I’m glad to have re-discovered Lee Bryant (@leebryant) today. Saw on Twitter the announcement that Headshift was acquired by Dachis group where Lee is Co-founder and Director. This jolted my memory back to reboot 9 where he presented ‘Why adaption is not an issue when use ase matters’. He showed the role of online communities in bringing back together the residents of a town devastated by war. With Kozarac.ba he showed that real human needs drive online participation.
In this more recent presentation, he articulates a lot of the things I’ve been mulling on lately concerning the flow and consumption of information as powered by social networks.
Slide 26: Info has variable velocity, but tools don’t. This is exactly what’s been bugging me — the crushing feeling of info overload I sometimes get when going through my feeds, tweets and updates.
On one hand, I enjoy this new flow of ideas. I don’t think this ‘flow’ should be read in the same way we read conventional uni-directional communication. New ‘info flow’ springs forth from multiple sources and is real-time. Before I can even read the article that a tweet pointed to, another 10 updates with links to all sorts of interesting content would’ve been served to me already, piling on top of the 200 more updates I have. In this new flow, I don’t think all messages are meant to be read. The currents may sweep something away before you’ve had the chance to read it, but those same currents (via social networks) will find its way back to you. This is pretty hard to get used to especially by those who grew up before the online wave. It’s hard to let go of information. We want to keep tabs, store it, mark it, not forget. We tend to treat info as if it’s not pollinated, remixed, real-time.
However, given that information has variable velocity — it serves different purposes and/or different contexts — the tools that shape and deliver them must adhere to this nature of information. This is why Lee Bryant (@leebryant) posits that “…we need better filters and radars; ambient awareness, intuition, decisions.” Social networks should ideally become our main information filters instead of mere information souces.

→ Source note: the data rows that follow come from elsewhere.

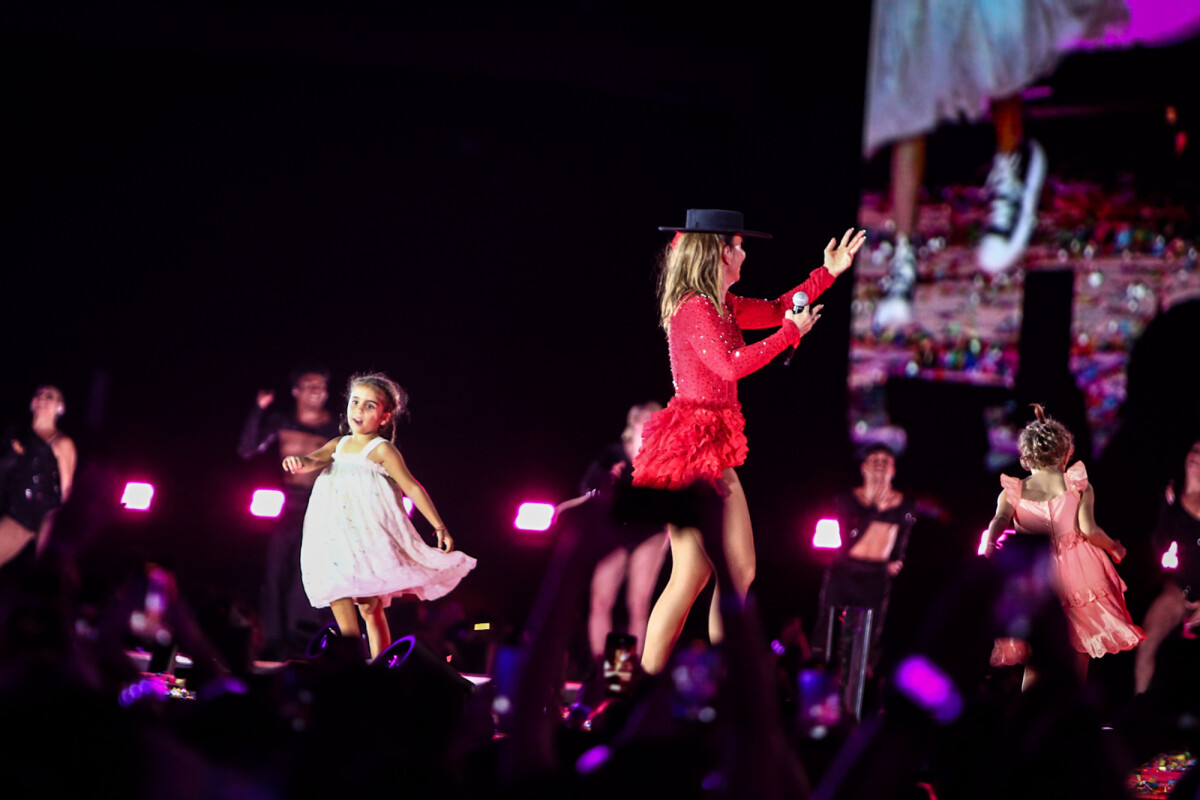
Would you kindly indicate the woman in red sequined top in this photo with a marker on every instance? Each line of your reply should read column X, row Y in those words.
column 699, row 435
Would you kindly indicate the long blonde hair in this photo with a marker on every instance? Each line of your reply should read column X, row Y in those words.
column 691, row 264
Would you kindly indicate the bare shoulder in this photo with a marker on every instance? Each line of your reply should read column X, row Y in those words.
column 383, row 451
column 63, row 445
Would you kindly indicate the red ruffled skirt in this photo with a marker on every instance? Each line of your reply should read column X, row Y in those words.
column 689, row 441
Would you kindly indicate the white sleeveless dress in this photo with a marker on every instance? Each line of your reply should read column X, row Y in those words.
column 358, row 541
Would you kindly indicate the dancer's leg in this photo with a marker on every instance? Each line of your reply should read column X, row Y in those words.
column 1008, row 118
column 346, row 617
column 378, row 633
column 13, row 539
column 645, row 564
column 605, row 584
column 907, row 174
column 1164, row 614
column 690, row 570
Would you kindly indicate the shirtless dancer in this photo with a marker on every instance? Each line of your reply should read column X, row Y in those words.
column 288, row 619
column 875, row 522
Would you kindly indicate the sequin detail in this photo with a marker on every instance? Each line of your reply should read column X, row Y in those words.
column 700, row 432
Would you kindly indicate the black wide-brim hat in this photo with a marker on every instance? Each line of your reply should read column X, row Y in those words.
column 715, row 221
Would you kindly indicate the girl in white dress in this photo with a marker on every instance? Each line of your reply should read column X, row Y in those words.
column 359, row 548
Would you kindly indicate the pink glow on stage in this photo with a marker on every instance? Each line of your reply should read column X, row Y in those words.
column 534, row 516
column 983, row 540
column 267, row 503
column 137, row 495
column 828, row 535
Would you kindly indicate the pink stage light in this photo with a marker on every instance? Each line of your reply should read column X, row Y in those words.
column 534, row 516
column 267, row 503
column 828, row 535
column 983, row 540
column 1171, row 557
column 137, row 495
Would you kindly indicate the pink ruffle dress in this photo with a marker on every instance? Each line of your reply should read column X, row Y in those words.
column 1091, row 591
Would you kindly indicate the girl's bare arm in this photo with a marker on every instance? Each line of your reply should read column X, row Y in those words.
column 397, row 470
column 316, row 459
column 1000, row 523
column 1093, row 533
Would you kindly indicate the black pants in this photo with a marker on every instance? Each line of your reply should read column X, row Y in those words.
column 856, row 585
column 288, row 618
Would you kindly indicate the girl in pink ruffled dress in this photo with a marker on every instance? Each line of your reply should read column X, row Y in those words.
column 1056, row 500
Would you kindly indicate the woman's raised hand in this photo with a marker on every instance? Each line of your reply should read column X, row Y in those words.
column 805, row 319
column 840, row 257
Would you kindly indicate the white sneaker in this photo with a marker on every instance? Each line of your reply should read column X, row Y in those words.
column 899, row 286
column 1014, row 184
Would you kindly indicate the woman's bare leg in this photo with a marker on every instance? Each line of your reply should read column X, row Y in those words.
column 378, row 633
column 690, row 570
column 1164, row 614
column 605, row 584
column 645, row 564
column 738, row 539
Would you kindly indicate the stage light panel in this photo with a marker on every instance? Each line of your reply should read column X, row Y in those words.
column 267, row 503
column 827, row 535
column 534, row 516
column 137, row 495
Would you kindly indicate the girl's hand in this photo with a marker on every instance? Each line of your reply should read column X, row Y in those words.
column 805, row 319
column 838, row 259
column 1117, row 552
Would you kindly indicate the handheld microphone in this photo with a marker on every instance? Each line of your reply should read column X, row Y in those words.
column 799, row 300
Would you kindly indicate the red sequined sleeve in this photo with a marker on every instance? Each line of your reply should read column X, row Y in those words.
column 754, row 313
column 711, row 338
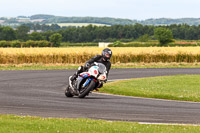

Bryant emphasises that as information professionals, we should strive to “…build social networks as ‘architecture of participation rather than just create more media consumption”.
Social networks as info filters is something that should be taken into account in discussions on simplying choices for consumers and the need to equip users with decision-making tools, especially the more recent ‘slow communications‘, and ‘the war on flow’.